No one had been arrested for the attack, but an investigation was going on, he said.
Rakhine State has seen the most serious religious violence in predominantly Buddhist Myanmar since the military began to end its decades of strict rule, with hundreds of Rohingya Muslims killed and more than 140,000 people displaced there in communal unrest in 2012.
Suu Kyi, who came to power last year as part of the transition from military rule, has emphasised the importance of the rule of law in solving conflict between Buddhists and minority Muslims.
Tension has been running high in the state since an army crackdown in response to Rohingya insurgent attacks in October, but Sittwe has not seen a repeat of the communal clashes of 2012.
On Tuesday, seven Muslim men had travelled into Sittwe from a camp on its outskirts housing people displaced in 2012. They got into an argument with a Buddhist ethnic Rakhine man over the purchase of a boat, attracting the attention of residents who began to attack them.
"The people didn’t attack the police because he's the same race," said Lieutenant Colonel Win Naung of Sittwe district police.
Myanmar does not recognise the more than 1 million Rohingya Muslims in Rakhine as citizens.

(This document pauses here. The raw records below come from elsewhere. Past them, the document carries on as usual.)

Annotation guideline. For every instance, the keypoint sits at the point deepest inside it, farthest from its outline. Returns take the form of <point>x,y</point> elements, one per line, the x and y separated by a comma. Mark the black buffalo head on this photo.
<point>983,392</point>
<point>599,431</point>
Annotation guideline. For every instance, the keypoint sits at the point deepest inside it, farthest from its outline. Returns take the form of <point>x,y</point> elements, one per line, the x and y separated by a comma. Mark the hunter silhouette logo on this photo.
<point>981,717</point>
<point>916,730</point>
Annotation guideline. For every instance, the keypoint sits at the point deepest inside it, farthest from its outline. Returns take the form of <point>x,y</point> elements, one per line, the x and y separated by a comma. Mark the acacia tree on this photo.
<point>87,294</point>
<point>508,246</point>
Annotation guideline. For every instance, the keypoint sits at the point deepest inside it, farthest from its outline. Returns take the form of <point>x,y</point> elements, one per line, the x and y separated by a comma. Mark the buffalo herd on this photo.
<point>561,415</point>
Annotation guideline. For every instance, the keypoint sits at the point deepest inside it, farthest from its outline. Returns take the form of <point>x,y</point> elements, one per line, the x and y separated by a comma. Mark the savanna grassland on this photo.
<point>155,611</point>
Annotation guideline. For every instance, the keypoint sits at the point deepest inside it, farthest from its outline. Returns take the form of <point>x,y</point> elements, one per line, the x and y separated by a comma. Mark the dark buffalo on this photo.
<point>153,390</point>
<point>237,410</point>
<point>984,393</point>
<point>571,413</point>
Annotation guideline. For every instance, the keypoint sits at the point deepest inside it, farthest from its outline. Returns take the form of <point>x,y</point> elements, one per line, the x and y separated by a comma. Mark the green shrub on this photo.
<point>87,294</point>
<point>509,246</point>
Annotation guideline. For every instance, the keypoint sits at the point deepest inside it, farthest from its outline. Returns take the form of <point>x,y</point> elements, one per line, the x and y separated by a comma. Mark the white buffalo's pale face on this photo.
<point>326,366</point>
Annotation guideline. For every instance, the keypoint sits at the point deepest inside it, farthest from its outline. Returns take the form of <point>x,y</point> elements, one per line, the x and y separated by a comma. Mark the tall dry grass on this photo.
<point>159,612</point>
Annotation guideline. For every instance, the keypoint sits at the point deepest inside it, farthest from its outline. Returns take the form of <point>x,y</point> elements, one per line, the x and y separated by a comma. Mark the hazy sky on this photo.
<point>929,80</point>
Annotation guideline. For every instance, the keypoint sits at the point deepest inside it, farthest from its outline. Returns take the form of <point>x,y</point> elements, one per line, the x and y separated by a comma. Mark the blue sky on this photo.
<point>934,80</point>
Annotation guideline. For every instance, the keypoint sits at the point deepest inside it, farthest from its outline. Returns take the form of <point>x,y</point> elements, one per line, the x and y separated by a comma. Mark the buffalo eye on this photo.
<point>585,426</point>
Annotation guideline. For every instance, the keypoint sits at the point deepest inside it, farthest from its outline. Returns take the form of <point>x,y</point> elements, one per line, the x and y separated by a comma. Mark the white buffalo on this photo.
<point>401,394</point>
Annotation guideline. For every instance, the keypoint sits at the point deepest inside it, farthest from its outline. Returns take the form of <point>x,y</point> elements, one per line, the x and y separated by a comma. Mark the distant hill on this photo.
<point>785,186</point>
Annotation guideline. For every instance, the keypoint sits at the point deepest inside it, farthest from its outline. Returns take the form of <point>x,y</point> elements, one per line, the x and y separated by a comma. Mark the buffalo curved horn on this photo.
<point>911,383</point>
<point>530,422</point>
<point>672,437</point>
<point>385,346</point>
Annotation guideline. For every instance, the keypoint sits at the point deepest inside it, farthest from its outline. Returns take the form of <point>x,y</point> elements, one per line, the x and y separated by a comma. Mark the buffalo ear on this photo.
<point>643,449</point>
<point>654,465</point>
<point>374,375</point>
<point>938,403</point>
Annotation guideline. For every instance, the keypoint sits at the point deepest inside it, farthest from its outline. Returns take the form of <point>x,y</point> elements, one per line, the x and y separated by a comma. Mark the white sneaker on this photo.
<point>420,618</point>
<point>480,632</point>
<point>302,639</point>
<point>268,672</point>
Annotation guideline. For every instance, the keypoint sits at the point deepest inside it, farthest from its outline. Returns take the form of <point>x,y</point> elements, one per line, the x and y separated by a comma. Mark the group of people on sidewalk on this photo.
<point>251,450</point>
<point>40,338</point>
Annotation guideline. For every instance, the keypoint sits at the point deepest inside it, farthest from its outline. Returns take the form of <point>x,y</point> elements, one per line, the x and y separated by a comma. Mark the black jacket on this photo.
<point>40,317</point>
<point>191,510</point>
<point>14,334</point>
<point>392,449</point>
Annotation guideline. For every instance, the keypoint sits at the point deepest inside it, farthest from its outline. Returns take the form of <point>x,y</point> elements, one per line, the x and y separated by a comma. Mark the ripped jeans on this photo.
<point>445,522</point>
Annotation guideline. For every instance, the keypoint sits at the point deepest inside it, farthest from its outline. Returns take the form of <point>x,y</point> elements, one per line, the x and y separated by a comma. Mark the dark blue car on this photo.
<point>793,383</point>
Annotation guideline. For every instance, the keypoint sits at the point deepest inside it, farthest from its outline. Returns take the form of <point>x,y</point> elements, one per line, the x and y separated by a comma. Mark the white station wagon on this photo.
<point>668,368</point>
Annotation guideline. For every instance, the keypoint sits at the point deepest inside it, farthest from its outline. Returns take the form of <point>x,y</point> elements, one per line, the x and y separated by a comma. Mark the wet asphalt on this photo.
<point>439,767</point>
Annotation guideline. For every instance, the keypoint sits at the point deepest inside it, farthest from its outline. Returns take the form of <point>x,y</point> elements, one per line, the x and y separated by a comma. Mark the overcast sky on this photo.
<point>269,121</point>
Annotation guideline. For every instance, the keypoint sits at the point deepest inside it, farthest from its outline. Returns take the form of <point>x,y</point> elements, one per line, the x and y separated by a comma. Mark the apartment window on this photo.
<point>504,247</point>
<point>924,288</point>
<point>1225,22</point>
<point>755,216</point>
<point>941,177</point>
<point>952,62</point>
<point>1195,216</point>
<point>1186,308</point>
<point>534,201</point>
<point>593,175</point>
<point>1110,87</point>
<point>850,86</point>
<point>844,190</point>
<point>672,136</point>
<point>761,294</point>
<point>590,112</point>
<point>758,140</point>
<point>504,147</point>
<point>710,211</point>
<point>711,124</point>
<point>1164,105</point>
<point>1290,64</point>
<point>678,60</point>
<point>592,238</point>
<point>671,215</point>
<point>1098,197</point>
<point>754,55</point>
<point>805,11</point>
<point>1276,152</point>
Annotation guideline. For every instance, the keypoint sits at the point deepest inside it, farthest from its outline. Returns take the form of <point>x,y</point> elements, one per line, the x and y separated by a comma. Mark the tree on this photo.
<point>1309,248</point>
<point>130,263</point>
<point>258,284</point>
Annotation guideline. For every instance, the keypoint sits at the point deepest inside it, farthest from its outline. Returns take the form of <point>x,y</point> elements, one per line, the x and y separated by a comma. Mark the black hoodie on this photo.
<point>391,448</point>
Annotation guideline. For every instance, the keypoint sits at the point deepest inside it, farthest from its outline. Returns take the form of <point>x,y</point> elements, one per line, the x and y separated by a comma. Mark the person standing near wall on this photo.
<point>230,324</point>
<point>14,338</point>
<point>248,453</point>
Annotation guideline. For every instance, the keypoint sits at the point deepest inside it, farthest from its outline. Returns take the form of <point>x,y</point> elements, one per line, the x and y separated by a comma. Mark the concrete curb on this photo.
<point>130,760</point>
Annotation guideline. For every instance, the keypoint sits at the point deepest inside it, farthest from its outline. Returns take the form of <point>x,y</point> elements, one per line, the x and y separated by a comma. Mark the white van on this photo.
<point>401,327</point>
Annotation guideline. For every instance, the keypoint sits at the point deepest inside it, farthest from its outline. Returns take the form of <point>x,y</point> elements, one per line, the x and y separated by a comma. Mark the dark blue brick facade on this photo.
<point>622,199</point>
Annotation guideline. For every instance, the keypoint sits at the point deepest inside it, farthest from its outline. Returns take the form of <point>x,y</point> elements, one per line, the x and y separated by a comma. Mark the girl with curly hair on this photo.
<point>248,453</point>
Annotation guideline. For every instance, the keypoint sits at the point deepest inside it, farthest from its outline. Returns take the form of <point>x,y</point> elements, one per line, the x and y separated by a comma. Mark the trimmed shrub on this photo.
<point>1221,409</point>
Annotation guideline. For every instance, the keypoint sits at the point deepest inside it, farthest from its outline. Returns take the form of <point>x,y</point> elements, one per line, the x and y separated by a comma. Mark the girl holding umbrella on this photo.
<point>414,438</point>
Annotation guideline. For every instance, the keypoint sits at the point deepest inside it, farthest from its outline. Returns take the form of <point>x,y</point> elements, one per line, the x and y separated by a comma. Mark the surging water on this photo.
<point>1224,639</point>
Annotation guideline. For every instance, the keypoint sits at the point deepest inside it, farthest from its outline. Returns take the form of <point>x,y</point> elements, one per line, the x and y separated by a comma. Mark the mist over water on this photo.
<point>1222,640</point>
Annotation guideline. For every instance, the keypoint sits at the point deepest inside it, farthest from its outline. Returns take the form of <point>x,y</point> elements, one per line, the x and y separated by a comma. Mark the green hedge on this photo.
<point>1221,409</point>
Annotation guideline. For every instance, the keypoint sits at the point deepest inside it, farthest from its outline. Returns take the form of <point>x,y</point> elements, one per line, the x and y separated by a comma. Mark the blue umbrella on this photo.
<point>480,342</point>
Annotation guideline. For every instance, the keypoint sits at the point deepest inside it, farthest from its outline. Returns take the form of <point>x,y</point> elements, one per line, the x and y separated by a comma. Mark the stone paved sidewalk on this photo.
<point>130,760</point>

Many in Myanmar consider the them illegal immigrants from Bangladesh.
Myo Thu Soe said the policeman on the scene was unarmed and inexperienced and unable to protect the Rohingya men.
Despite the fact they had a police escort, Myo Thu Soe said the Muslim men were not authorised to travel to the area.
Since the 2012 violence the city's Muslims have been confined to camps or a single city ward, unable to travel freely without a police escort.